Reputation: 45
I have real estate properties and their details (17 columns) in a CSV file (nearly half a million entries). One of the columns provides a location but is actually somewhat a bit too detailed. I want to categorize my entries so I want to simplify the location to give me more generic areas. I would have the areas I want to categorize the entries into in a list such as:
keywords = ['Downtown','Park View','Industrial District', ... ]

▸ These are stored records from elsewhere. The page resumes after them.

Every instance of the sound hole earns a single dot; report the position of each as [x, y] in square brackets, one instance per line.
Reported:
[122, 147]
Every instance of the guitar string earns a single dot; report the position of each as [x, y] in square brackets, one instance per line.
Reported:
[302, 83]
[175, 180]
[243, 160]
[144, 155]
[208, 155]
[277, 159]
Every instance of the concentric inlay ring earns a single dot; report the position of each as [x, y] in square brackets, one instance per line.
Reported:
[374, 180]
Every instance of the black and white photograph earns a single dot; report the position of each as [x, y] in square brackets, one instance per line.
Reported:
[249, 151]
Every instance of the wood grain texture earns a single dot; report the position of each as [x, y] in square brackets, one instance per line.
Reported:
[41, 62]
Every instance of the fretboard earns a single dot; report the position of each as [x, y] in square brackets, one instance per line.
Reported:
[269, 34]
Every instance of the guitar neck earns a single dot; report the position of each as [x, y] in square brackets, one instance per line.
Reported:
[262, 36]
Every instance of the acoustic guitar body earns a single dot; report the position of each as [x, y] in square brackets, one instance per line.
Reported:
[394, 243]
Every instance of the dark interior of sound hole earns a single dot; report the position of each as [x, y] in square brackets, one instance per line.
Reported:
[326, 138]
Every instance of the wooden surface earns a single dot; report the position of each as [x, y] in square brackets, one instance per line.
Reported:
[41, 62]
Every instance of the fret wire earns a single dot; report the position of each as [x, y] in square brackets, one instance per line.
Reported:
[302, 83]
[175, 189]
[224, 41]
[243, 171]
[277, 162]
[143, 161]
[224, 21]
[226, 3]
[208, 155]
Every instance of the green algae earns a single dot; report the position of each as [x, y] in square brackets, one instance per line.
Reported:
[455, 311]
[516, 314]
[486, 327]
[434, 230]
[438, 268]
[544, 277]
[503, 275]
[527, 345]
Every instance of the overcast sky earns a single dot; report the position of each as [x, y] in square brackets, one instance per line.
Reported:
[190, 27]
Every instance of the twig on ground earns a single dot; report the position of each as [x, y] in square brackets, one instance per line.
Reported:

So ideally I would like to take an entry that has for example Sky Tower Downtown Los Angeles
and then classify it as Downtown
.
So the task is to first detect the keyword in the location
column and then append it to a new column (right beside it if possible). If no keyword is found in the entry, I would to classify it as Other
.
It would look something like this:
Date | Record_Type | Location | Proterty_Type | ... | Price |
---|---|---|---|---|---|
19-Mar-21 | Active Listing | Sky Tower Downtown Los Angeles | Apartment | ... | 15000 |
19-Mar-21 | Active Listing | Central Park Residential Tower, 5th Avenue | Apartment | ... | 17000 |
20-Mar-21 | Active Listing | Meadow Gardens, Park View | Villa | ... | 125000 |
To something like:
Date | Record_Type | Location | Area | Proterty_Type | ... | Price |
---|---|---|---|---|---|---|
19-Mar-21 | Active Listing | Sky Tower Downtown Los Angeles | Downtown | Apartment | ... | 15000 |
19-Mar-21 | Active Listing | Central Park Residential Tower, 5th Avenue | Other | Apartment | ... | 17000 |
20-Mar-21 | Active Listing | Meadow Gardens, Park View | Park View | Villa | ... | 125000 |
Finally it saves it all to a new csv file. I would also ideally like yo use pandas
to read/write on the csv.
Thanks in advance!
Edit: I have tried methods such as the following threads, but I get errors and I don't know whats wrong, so Im open to fresh ideas.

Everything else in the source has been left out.